The Migration Survey
At the beginning of this year, the state undertook a survey— the Jharkhand Migrant Survey—to estimate the number of migrants from Jharkhand to various destinations along with the migration rate. As part of the survey, 11,000 households across 24 districts were chosen. Through qualitative interviews and focused group discussions, the survey aims to unravel the demographic characters and socio-economic status of the migrants, besides identifying major reasons for migration and the migration corridors.

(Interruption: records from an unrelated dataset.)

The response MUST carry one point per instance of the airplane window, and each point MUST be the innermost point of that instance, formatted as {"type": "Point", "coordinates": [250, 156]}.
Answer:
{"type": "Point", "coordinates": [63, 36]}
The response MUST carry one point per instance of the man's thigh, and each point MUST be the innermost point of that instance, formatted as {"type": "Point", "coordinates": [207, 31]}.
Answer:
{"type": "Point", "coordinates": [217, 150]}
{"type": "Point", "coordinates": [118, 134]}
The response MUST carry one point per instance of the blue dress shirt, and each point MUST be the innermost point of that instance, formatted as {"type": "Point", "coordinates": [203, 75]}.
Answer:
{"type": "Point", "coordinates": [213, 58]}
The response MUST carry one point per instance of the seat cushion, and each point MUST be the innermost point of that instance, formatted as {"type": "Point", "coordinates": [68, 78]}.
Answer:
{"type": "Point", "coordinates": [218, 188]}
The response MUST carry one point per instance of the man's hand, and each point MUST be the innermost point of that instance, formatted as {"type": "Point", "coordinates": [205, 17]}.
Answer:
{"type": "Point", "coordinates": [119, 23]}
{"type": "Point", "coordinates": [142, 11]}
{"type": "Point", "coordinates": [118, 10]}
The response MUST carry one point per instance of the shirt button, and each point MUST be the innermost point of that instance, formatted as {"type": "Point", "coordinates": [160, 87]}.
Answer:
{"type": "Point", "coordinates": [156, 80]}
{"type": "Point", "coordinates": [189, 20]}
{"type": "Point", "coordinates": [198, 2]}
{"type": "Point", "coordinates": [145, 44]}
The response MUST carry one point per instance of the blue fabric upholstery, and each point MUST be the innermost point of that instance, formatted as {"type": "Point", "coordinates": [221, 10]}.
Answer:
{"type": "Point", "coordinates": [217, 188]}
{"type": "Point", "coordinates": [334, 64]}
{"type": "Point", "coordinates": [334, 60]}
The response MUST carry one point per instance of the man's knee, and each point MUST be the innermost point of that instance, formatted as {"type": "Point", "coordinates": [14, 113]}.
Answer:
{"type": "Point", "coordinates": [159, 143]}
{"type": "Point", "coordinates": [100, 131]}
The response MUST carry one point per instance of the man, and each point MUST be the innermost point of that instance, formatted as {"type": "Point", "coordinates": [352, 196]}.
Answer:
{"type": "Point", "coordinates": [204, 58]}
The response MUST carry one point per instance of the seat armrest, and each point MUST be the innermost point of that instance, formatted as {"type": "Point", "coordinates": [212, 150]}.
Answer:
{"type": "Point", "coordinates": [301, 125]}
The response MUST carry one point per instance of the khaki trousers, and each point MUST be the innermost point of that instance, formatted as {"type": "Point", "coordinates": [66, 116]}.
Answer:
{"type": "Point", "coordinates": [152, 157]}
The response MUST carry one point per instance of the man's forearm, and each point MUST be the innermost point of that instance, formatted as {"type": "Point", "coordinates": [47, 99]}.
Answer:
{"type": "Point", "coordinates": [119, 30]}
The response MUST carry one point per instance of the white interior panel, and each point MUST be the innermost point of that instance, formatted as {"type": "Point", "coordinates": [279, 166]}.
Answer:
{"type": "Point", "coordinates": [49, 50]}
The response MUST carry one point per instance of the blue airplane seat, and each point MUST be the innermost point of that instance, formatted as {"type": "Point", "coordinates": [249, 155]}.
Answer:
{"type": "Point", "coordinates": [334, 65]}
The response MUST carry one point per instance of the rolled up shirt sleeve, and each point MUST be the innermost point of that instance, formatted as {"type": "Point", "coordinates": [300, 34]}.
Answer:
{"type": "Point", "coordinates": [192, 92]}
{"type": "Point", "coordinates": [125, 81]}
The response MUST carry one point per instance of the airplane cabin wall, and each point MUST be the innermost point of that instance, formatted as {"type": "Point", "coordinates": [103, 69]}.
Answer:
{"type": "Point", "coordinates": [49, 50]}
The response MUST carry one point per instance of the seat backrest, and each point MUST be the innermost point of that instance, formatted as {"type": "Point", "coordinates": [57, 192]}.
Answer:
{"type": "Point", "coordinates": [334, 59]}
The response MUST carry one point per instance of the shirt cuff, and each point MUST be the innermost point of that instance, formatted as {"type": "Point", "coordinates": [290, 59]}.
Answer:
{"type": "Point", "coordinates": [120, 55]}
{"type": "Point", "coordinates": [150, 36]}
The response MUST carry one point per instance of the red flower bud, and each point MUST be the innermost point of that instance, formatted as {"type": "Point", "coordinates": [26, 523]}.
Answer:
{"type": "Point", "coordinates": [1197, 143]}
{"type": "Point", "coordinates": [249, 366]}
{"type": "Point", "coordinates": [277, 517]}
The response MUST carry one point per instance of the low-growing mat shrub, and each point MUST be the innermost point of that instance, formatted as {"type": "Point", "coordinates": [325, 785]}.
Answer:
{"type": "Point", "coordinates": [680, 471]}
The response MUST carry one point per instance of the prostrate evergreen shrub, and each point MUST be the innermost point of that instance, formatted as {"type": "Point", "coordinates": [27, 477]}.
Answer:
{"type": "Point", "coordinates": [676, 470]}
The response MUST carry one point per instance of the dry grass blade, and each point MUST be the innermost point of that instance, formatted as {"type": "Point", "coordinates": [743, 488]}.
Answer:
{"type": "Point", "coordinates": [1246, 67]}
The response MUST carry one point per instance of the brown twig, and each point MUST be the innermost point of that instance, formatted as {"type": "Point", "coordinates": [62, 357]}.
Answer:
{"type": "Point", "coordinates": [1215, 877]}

Several factors, including climate change, development-induced displacement and loss of agricultural security contribute formidably to migration. “Displacement and enforced migration are the key precipitating factors for this disturbing trend,” says Ajay Saini, who teaches at the Centre for Rural Development and Technology, IIT Delhi. “A faulty yet popular paradigm of development has badly affected the indigenes in India, especially in resource-rich states like Jharkhand,” he adds.
Data shows in the last 50 years, at least 50 million people have been displaced. Of this, 40% belong to indigenous communities. Thus, Jharkhand, having 27% Adivasi population, needs to know the number of people moving out to come up with workable policy frameworks for the migrants. The Jharkhand Migration Survey will look into these diverse aspects, finding out the circumstances in which they leave the state in the first place. It will also enquire about the remittances and their utilisation alongside women’s participation in the decision-making process.
The data collection for the survey is complete and currently the volunteers are connecting to migrant workers who were unavailable during the survey over the phone. For 62 days, volunteers gathered data from 436 locations in 24 districts. They will submit the report to the labour department, the Chief Secretary and the Chief Minister’s Office (CMO) by May.
While the administration is busy identifying migrants and trying to secure their social welfare, a few migrant labourers want the government to give them jobs in their home state. “The government should give us jobs in our villages. We would not have to leave the state and there won’t be a need for any survey to count us,” says Yadav, who had no option but to come back to Delhi and work in the shoe industry again.